JAKARTA, HUMAS MKRI – Kompensasi merupakan hak korban terorisme. Peraturan Pemerintah Nomor 35 Tahun 2020 telah mengatur pemberian kompensasi bagi tiga kelompok korban, yakni korban terorisme masa lalu, korban pasca-UU No. 5/2018 (UU Terorisme), dan WNI korban terorisme di luar negeri. Demikian keterangan Pemerintah yang disampaikan oleh Masyhudi selaku Staf Ahli Kejaksaan Agung Republik Indonesia pada sidang lanjutan uji materiil konstitusionalitas Pasal 43L ayat (4) Undang-Undang Nomor 5 Tahun 2018 tentang Perubahan atas Undang-Undang Nomor 15 Tahun 2003 tentang Penetapan Peraturan Pemerintah Pengganti Undang Undang Nomor 1 Tahun 2002 tentang Pemberantasan Tindak Pidana Terorisme Menjadi Undang-Undang (UU Terorisme). Sidang kelima Perkara Nomor 103/PUU-XXI/2023 tersebut digelar pada Senin (26/2/2024). Perkara ini diajukan oleh Peria Ronald Pidu (Pemohon I), Mulyadi Taufik Hidayat (Pemohon II), dan Febri Bagus Kuncoro (Pemohon III) ini beragendakan mendengarkan keterangan Pemerintah/Presiden dan Ahli Pemohon.
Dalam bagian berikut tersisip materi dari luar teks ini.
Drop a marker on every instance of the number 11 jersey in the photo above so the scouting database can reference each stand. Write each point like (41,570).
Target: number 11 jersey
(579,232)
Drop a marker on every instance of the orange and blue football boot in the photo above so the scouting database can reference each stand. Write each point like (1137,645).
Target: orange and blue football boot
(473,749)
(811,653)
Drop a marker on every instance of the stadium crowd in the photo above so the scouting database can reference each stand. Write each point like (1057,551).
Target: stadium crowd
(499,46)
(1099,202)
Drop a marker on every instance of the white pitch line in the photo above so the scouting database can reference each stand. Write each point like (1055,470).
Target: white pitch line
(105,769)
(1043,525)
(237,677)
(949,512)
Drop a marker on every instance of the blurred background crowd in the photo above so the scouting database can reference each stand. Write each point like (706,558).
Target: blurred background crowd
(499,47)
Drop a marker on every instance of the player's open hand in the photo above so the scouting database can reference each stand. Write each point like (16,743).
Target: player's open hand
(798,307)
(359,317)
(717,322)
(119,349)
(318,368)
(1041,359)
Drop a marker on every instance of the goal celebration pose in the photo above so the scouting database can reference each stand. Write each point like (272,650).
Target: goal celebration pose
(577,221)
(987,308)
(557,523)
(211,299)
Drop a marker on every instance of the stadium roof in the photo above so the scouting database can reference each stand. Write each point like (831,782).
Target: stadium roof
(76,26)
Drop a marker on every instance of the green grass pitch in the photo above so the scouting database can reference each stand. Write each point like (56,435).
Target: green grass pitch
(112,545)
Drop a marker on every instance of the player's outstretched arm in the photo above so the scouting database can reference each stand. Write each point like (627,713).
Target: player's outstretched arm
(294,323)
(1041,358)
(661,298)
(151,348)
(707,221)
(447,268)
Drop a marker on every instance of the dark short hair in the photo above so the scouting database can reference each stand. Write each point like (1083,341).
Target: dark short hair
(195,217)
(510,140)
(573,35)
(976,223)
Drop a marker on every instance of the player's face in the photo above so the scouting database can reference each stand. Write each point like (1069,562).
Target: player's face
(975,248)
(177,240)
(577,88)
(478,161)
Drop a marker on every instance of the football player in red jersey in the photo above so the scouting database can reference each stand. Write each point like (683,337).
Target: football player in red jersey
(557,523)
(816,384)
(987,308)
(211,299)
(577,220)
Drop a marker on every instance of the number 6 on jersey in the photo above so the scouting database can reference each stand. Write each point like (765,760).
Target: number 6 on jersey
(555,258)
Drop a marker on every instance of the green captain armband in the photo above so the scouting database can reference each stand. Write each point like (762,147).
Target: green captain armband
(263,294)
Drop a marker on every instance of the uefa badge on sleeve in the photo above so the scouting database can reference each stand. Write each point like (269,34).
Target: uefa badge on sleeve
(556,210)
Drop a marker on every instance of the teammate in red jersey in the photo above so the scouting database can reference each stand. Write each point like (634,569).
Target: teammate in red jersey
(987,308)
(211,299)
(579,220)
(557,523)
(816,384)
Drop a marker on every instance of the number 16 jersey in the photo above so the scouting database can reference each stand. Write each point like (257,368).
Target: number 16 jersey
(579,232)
“Untuk korban terorisme pasca-UU Terorisme disahkan, maka kompensasi diberikan berdasarkan putusan pengadilan, begitu pula untuk korban terorisme di luar negeri. Sementara untuk kompensasi bagi korban terorisme masa lalu, pemberiannya akan langsung disampaikan Lembaga Perlindungan Saksi dan Korban (LPSK) tanpa putusan pengadilan dan untuk pembayaran kompensasi pada ketiga kelompok tersebut seluruhnya dilaksanakan oleh LPSK,” ujar Masyhudi di Ruang Sidang Pleno MK.
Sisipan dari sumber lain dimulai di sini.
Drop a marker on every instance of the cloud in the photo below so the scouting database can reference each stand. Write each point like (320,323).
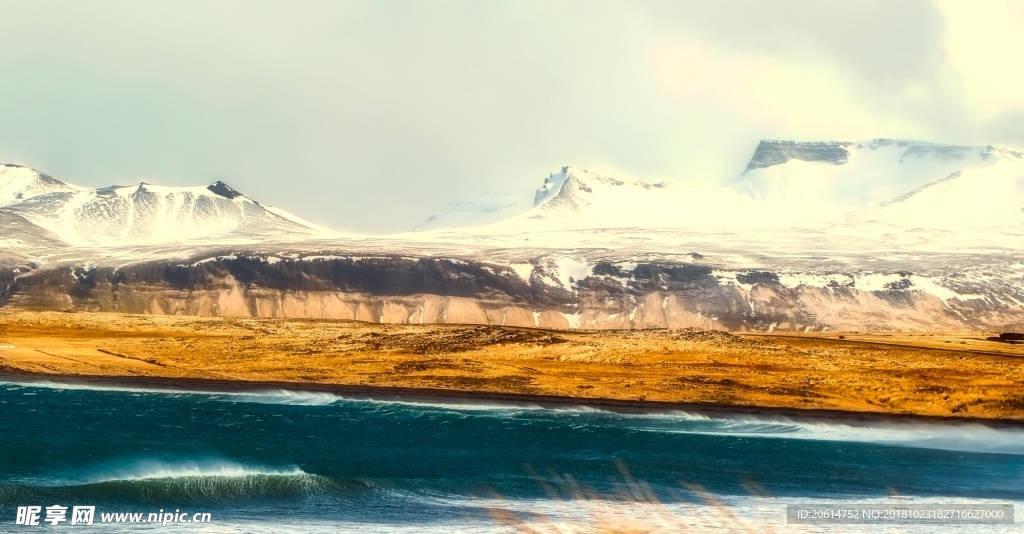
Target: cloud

Dalam sidang yang dipimpin oleh Ketua MK Suhartoyo tersebut, Masyhudi menjabarkan bahwa kebijakan negara untuk memberikan kompensasi kepada korban terorisme diperhitungkan dan disesuaikan dengan anggaran/kemampuan negara. Sehingga, jika pemberian kompensasi kepada korban terorisme masa lalu tidak diatur jangka panjang waktunya, hal tersebut akan menimbulkan ketidakpastian hukum yang berujung pada tidak tercapainya ketertiban. Oleh karenanya, ketentuan Pasal 43 L ayat (4) UU Terorisme yang mengatur jangka waktu tiga tahun tersebut telah memberikan waktu yang cukup untuk mempersiapkan diri mengajukan permohonan.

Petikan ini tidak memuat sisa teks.